Tocados de vuestros infortunios, no hemos podido ver con indiferencia las aflicciones que os hacían experimentar los bárbaros imperialistas, que os han aniquilado con la rapiña y os han destruido con la muerte; que han violado los derechos sagrados de las gentes; que han infringido las capitulaciones y los tratados más solemnes; y en fin han cometido todos los crímenes, reduciendo la República Bolivariana de Venezuela y a sus aliados del ALBA y de PETROCARIBE a la más espantosa desolación. Así, pues, la justicia exige la vindicta, y la necesidad nos obliga a tomarla. Que desaparezcan para siempre del suelo latinoamericano los monstruos que lo infestan y han cubierto de sangre; que su escarmiento sea igual a la enormidad de su perfidia, para lavar de este modo la mancha de nuestra ignominia y mostrar a las naciones del universo que no se ofende impunemente a los sagrados hijos de Bolívar

A pesar de nuestros justos resentimientos contra los inicuos imperialistas, nuestro magnánimo corazón se digna, aún, a abrirles por última vez una vía a la conciliación y a la amistad; todavía se les invita a vivir entre nosotros pacíficamente, si detestando sus crímenes y convirtiéndose de buena fe, cooperan con nosotros invirtiendo en divisas en nuestra industria petrolera y pagando a tiempo sus impuestos, y no reclamando ante el CIADI sus derechos.

Todo imperialista o burgués apátrida que conspire contra la Revolución Bolivariana y no esté a en favor de la justa causa por los medios más activos y eficaces, será tenido por enemigo y castigado como traidor a la patria, y por consecuencia será irremisiblemente pasado por las armas. Por el contrario, se concede un indulto general y absoluto a los que pasen a nuestro ejército libertador con sus armas o sin ellas; a los que presten sus auxilios a los buenos ciudadanos que se están esforzando por sacudir el yugo de la tiranía norteamericana.
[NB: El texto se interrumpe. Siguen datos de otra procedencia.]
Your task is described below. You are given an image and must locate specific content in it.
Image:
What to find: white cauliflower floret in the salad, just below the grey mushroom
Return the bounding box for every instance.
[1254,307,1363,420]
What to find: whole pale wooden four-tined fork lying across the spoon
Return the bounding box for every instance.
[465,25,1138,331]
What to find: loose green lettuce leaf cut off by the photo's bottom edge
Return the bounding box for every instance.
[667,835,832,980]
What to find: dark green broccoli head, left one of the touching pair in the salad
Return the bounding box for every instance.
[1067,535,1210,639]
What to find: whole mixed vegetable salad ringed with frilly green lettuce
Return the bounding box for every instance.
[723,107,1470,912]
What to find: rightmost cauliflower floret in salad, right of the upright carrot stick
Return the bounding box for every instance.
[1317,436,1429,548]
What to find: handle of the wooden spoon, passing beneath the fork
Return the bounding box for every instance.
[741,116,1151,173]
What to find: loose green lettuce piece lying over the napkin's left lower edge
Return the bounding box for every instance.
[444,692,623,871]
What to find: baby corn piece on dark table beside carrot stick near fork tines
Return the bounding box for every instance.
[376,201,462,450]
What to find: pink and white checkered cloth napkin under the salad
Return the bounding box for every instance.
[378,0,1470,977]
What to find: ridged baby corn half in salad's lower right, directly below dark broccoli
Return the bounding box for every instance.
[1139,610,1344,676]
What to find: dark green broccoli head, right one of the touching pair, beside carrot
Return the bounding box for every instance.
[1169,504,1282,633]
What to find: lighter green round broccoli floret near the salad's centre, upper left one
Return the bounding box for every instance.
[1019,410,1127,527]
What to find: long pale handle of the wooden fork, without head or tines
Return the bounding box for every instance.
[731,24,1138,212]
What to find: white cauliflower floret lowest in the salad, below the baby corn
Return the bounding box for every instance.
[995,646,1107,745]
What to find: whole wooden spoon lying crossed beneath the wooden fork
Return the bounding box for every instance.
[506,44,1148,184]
Se conservarán en sus empleos y destinos a los oficiales de guerra y magistrados civiles que proclamen el Gobierno actual de Venezuela como legítimo y se unan a nosotros; en una palabra, los imperialistas y burgueses apátridas que hagan señalados servicios al Estado Socialista y Comunal serán reputados y tratados como bolivarianos, revolucionarios, chavistas, psuvistas y, especialmente, como socialistas del Siglo XXI.
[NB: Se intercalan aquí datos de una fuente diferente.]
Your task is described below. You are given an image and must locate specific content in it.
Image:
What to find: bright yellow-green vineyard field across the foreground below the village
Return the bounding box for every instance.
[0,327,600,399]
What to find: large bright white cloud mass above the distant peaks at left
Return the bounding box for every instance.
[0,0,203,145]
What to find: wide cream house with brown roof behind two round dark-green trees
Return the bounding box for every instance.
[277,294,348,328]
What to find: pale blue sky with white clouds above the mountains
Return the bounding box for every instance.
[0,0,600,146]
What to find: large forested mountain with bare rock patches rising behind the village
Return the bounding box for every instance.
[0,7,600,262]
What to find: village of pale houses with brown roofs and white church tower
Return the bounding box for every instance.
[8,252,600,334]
Y vosotros, bolivarianos, que el error o la perfidia os ha extraviado de la senda de la justicia, sabed que vuestros hermanos del PSUV os perdonan y lamentan sinceramente vuestros descarríos, en la íntima persuasión de que vosotros no podéis ser culpables y que sólo la ceguedad e ignorancia en que os han tenido hasta el presente los autores de vuestros crímenes, han podido induciros a ellos. No temáis la espada que viene a vengaros y a cortar los lazos ignominiosos con que os ligan a su suerte vuestros verdugos. Contad con una inmunidad absoluta en vuestro honor, vida y propiedades; el solo título de Bolivarianos será vuestra garantía y salvaguardia. Nuestras armas han venido a protegeros, y no se emplearán jamás contra uno solo de vuestros hermanos.

Esta amnistía se extiende hasta los mismos traidores que más recientemente hayan cometido actos de felonía; y será tan religiosamente cumplida que ninguna razón, causa o pretexto será suficiente para obligarnos a quebrantar nuestra oferta, por grandes y extraordinarios que sean los motivos que nos deis para excitar nuestra animadversión.

Imperialistas y burgueses apátridas contad con la muerte, aun siendo indiferentes, si no obráis activamente en obsequio del Plan de la Patria. Bolivarianos, contad con la vida, aun cuando seáis culpables de la corrupción, la inseguridad, la escasez y la inopia.

Los herederos de Bolívar y del Comandante Eterno.